The OSCON Kick-off Keynotes: Tuesday Evening

In an interesing change, there were opening keynotes Tuesday evening by some big speakers that are usually reserved for major conference timeslots.  It could be that O’Reilly knows from past experience how many people who don’t attend the tutorials arrive the Tuesday night, but it would seem to me that even if they do arrive that evening, they don’t tend to start their conference until Wednesday morning.  So to have a combination of Mark Shuttleworth, Robert “r0ml” Lefkowitz and Damian Conway (great to see him back at OSCON!) on the evening before the bulk of the attendees seem to arrive is, well, it brings me back to interesting.
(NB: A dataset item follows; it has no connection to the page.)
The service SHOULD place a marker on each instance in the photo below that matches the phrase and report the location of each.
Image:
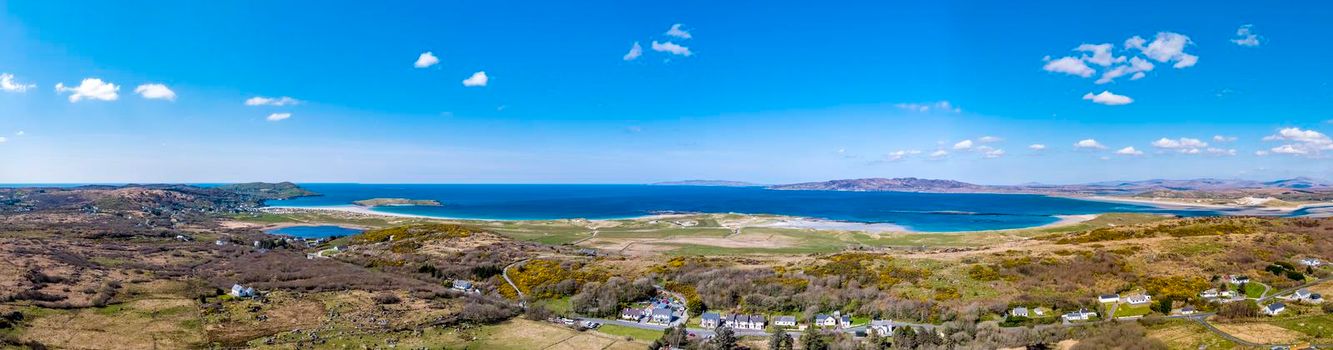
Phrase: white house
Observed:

Not that I, or anyone else there that night, was complaining.  The last two of these especially had the audience alternating between enthrawled and in stitches.  And it didn’t matter that Damian’s talk ended around 10, or the fact that he talked for almost an hour: the man’s brilliance with original ideas, photoshop and Perl, packaged neatly by his impressive and effortless presentation ability means he could talk for any length of time and still hold an audience spell-bound.

O’Reilly and the conference organizers are to be applauded for putting together a great evening, and a great start to the rest of the week.